Rahel Graf

Personal information
- Date of birth: 1 February 1989 (age 37)
- Place of birth: Pfaffnau, Switzerland
- Position: Midfielder

Team information
- Current team: SC Kriens

Senior career*
- Years: Team / Apps / (Gls)
- 2004–2006: LUwin.ch
- 2008: SC Freiburg / 6 / (0)
- 2008–2014: SC Kriens
- 2014–: FC Luzern

International career
- Switzerland U-19
- 2007–2012: Switzerland / 62

= Rahel Graf =

Swiss football player (born 1989)

Rahel Graf (born 1 February 1989) is a Swiss women's footballer, who has 62 appearances for the national team. At club level, she plays for FC Luzern Frauen.

==Personal life==
Graf grew up in Pfaffnau, Switzerland, and her father is a Lucerne councillor. As of 2016, she lives in Ennetbürgen, and was studying social security.

==Career==
===Domestic===
Graf played for LUwin.ch from 2004 to 2006. (Note: LUwin.ch was known as FC Sursee until 2004, and then as FC Luzern, before being renamed LUwin.ch.) She won the Nationalliga A, and won the Swiss Women's Cup three times with them. In 2005, Graf made her first appearance in the UEFA Women's Champions League, in a 5–1 win for LUwin.ch.

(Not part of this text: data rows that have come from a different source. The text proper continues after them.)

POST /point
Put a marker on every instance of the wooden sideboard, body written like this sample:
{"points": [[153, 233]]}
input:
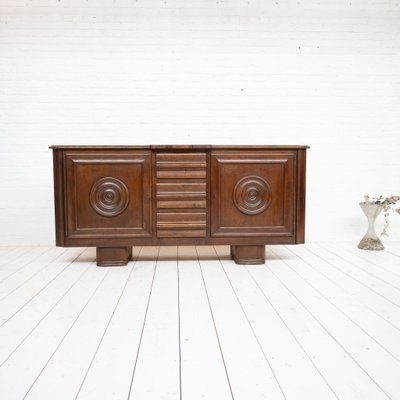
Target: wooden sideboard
{"points": [[116, 197]]}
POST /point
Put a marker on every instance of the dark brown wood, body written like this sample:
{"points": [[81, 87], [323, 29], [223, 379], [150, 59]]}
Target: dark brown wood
{"points": [[253, 193], [301, 196], [114, 197], [248, 255], [113, 256]]}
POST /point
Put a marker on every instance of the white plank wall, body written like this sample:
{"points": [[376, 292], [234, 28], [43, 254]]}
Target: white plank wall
{"points": [[319, 72], [317, 321]]}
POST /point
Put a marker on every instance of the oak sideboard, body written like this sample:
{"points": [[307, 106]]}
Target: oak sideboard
{"points": [[116, 197]]}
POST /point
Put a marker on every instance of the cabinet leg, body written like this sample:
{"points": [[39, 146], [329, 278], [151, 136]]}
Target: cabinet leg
{"points": [[113, 256], [248, 255]]}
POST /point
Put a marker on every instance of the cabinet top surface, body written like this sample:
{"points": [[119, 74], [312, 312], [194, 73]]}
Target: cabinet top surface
{"points": [[179, 147]]}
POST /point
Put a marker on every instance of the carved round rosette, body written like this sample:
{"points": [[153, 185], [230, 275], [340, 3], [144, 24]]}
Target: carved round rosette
{"points": [[252, 195], [109, 197]]}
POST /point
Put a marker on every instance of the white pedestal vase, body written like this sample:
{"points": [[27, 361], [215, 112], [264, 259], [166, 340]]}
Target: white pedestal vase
{"points": [[371, 241]]}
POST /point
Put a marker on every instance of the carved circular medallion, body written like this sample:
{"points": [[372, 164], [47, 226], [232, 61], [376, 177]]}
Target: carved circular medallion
{"points": [[252, 195], [109, 197]]}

In 2008, Graf transferred to German Frauen-Bundesliga team SC Freiburg, before moving to SC Kriens. In 2014, she transferred to FC Luzern Frauen. She captained FC Luzern as they reached the Swiss Women's Cup semi-final in 2018.

===International===
Graf has 62 appearances for the Switzerland. She played for Switzerland U-19 at the 2006 UEFA Women's Under-19 Championship. She made her senior debut in 2007. She played for the senior team in 2011 FIFA Women's World Cup qualification matches, and was sent off in the first-leg playoff against Italy. Switzerland lost the match 1–0. She made 19 further appearances for the national team between 2011 and 2013.